The dissidents were those who first dissented from the prevailing orthodoxy on human nature and human organization. Drawing on science, rather than tradition or religion, the dissidents made the correct point that human diversity is real. People, as we see them today, are not the result of historical forces, but the result of evolutionary forces. It turns out, and the evidence continues to pour in support of this, that human evolution is local, copious and recent. The observable differences are rooted in biology, not culture.
While the dissident right is, to some degree, a reaction to the drift into blank slate mysticism by the establishment Right, it is not reactionary. To be a reactionary is to be entirely controlled by the Left, which is why reaction has never been able to sustain itself as an authentic organizing philosophy. It is the cleanup crew after a spasm of radicalism has made a mess of things. The dissident right is not a reaction to radicalism. It is a promotion of biological reality. It offers an alternative foundation for political philosophy.
As far as being on the Right, it is because biological realism reaches the most of the same conclusions of the traditional Right, with regards to human nature and the human organization.

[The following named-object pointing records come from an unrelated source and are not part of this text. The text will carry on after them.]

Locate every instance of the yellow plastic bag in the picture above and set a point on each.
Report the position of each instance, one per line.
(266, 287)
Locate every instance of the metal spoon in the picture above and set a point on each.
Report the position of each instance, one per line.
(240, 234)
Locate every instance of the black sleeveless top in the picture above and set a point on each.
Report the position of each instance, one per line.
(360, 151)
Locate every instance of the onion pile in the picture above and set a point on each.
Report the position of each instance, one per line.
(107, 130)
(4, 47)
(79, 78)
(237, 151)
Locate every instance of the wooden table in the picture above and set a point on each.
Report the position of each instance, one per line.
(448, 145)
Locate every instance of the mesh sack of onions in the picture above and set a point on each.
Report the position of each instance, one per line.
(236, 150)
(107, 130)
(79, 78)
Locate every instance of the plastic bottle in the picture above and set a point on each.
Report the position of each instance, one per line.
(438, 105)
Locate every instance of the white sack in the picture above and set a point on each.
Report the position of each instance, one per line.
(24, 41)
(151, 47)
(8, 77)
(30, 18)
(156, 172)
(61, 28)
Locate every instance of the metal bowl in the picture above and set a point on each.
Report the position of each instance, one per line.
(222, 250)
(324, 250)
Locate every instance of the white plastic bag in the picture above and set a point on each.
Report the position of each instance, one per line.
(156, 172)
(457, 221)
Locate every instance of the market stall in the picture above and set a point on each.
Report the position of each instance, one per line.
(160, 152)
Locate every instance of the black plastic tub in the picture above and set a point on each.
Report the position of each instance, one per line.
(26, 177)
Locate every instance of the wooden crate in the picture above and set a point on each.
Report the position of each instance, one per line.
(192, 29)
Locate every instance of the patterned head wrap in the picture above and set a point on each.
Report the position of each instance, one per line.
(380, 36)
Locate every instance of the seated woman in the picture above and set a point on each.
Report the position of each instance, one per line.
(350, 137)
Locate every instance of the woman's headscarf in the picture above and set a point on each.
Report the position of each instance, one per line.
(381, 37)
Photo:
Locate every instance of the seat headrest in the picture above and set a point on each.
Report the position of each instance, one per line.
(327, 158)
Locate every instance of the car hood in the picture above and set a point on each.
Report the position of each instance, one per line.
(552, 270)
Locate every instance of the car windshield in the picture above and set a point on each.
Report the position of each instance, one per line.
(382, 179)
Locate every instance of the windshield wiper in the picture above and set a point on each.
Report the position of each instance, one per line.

The difference is that the traditional Right assumes those traditions, customs and institutions are the result of accumulated wisdom. The dissident right, in contrast, thinks of traditions, customs and institutions as evolved solutions to human organization that are peculiar to a people, because of their peculiar evolutionary arc.
In other words, go into any high school cafeteria and you will see the students self-segregating along academic class, social class, sex and race. This is not the result of accumulated wisdom in the form of custom or the result of tradition. It is not the result of mystical forces like white privilege or social constructs. It is the nature of humans to attract to those with whom they share fundamental connections, which are rooted in biology. Their hierarchical relationships are similarly rooted in their biology.
This difference in starting premise is what distinguishes the dissident right from the traditional Right and puts it at odds with some elements on the Right. Instead of defending tradition on philosophical grounds, it challenges the status quo on empirical grounds. It is why the Left is so frightened of what is coming from the human sciences. Their effort to anathematize these ideas by calling them “scientific racism” inevitably makes them look like vinegar drinking scolds, condemning Galileo in defense of superstition.
That said, this radical starting point could very well be why it cannot coexist with the traditional Right. There is a noticeable gap in perspective between those with an empirical world view versus those steeped in tradition and philosophy. When your starting point is an English biologist, rather than a German philosopher, the cultural differences are quite noticeable to both parties. The rationality of the dissident right may make it unsuited for political conflict, which is not about the right answer, but the right weapon.